Reaksi terhadap penelitian

Para ahli mengatakan kesimpulan penelitian ini tidak mengejutkan, mengingat trauma menyeluruh yang terkait dengan pandemi COVID-19.

“Gejala dan tanda PTSD sama terlepas dari traumanya. Jadi, gejala PTSD akan tetap sama,”Thomas J.Jameson, direktur klinis dari Ohana Luxury Drug Rehab dan seorang terapis berlisensi di Hawaii, mengatakan kepada Healthline.

“Seseorang dengan PTSD mungkin menyalahkan diri mereka sendiri atas trauma itu,”Jameson mencatat. “Jadi, seseorang yang memiliki orang yang dicintai dengan COVID mungkin menyalahkan diri sendiri karena menyebabkan penyakit orang yang mereka cintai.”

“Saya pikir perbedaan dengan pandemi adalah tidak hanya melibatkan penyakit dan kematian, tetapi juga isolasi sosial, perubahan pekerjaan, dan perubahan signifikan dalam kehidupan sehari-hari,”Jameson menambahkan. "Hal-hal ini menambah tekanan psikologis dan lebih mungkin memicu gejala PTSD."

Sifat COVID-19 juga tidak memungkinkan orang yang dicintai berada di dekat pasien ICU, menambah tingkat stres lainnya.

“Sedikit perbedaan dari memiliki seseorang di ICU karena alasan lain adalah karena tidak bisa berada di samping tempat tidur orang tersebut, yang tidak diketahui dengan 'virus baru' ini, laporan berita konstan – televisi, radio, media sosial, orang-orang berbicara di pekerjaan, dll. – dan tingkat kematian yang sangat tinggi, yang membuat ini sedikit lebih rumit bagi orang-orang,”Tomanika Perry-Witherspoon, seorang pekerja sosial klinis di daerah Detroit, mengatakan kepada Healthline.

Keluarga juga berurusan dengan emosi seputar vaksinasi.

“Karena sebagian besar orang di ICU karena COVID-19 tidak divaksinasi, anggota keluarga mereka dapat memiliki gejala perubahan negatif yang spesifik dan lebih jelas dalam suasana hati mereka, seperti kemarahan, rasa bersalah, rasa malu, dan frustrasi karena alat mitigasi tersedia secara luas. untuk kebanyakan orang,"Cornelia Gibson, EdD, seorang terapis pernikahan dan keluarga berlisensi di Richmond, California, mengatakan kepada Healthline.

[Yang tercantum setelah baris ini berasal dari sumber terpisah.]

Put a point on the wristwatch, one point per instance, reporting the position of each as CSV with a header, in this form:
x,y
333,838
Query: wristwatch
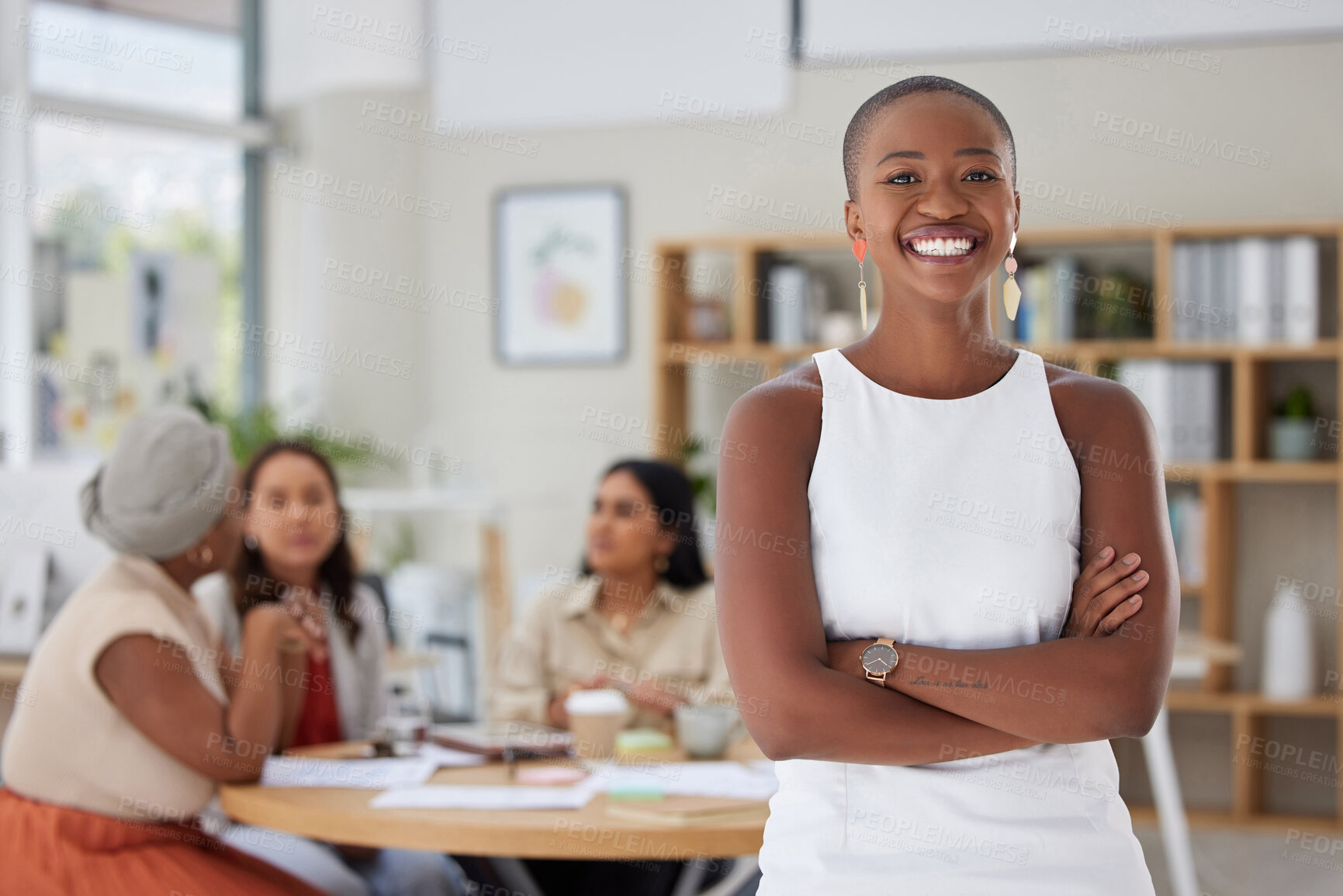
x,y
878,659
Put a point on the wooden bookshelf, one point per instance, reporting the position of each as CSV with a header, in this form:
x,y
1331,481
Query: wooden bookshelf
x,y
1217,481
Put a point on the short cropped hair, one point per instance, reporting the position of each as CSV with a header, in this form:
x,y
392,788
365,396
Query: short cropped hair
x,y
856,137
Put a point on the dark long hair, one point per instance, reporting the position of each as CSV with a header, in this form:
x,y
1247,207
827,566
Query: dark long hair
x,y
673,508
336,573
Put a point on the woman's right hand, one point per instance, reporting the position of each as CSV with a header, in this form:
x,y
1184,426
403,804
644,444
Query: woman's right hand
x,y
1104,595
281,626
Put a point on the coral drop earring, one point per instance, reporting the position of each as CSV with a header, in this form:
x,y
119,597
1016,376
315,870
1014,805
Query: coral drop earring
x,y
860,250
1012,292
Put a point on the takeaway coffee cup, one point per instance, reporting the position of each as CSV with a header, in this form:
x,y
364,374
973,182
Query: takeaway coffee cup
x,y
595,719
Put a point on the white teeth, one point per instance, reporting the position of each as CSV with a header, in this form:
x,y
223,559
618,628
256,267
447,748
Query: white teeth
x,y
943,246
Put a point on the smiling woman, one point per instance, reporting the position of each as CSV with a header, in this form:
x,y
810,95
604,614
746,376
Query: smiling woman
x,y
909,462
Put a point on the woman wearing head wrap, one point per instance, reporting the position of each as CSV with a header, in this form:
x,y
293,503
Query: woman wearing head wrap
x,y
136,716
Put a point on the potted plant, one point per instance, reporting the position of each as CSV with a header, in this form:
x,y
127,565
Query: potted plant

“Orang harus mencari bantuan profesional jika salah satu dari gejala ini memengaruhi fungsi sehari-hari mereka,”kata Gibson. “Tidak ada yang ingin mengalami trauma dalam bentuk apa pun tetapi ketika mereka melakukannya dalam kasus COVID-19, dan memiliki orang yang dicintai di ICU, mereka dapat diajari untuk mengeksternalisasi pikiran dan perasaan mereka dengan membuat jurnal, mendidik diri sendiri, dan kemudian berbicara dan mendidik orang lain tentang tindakan pencegahan sehingga mereka, atau orang yang mereka cintai, tidak perlu mengalami trauma ini.”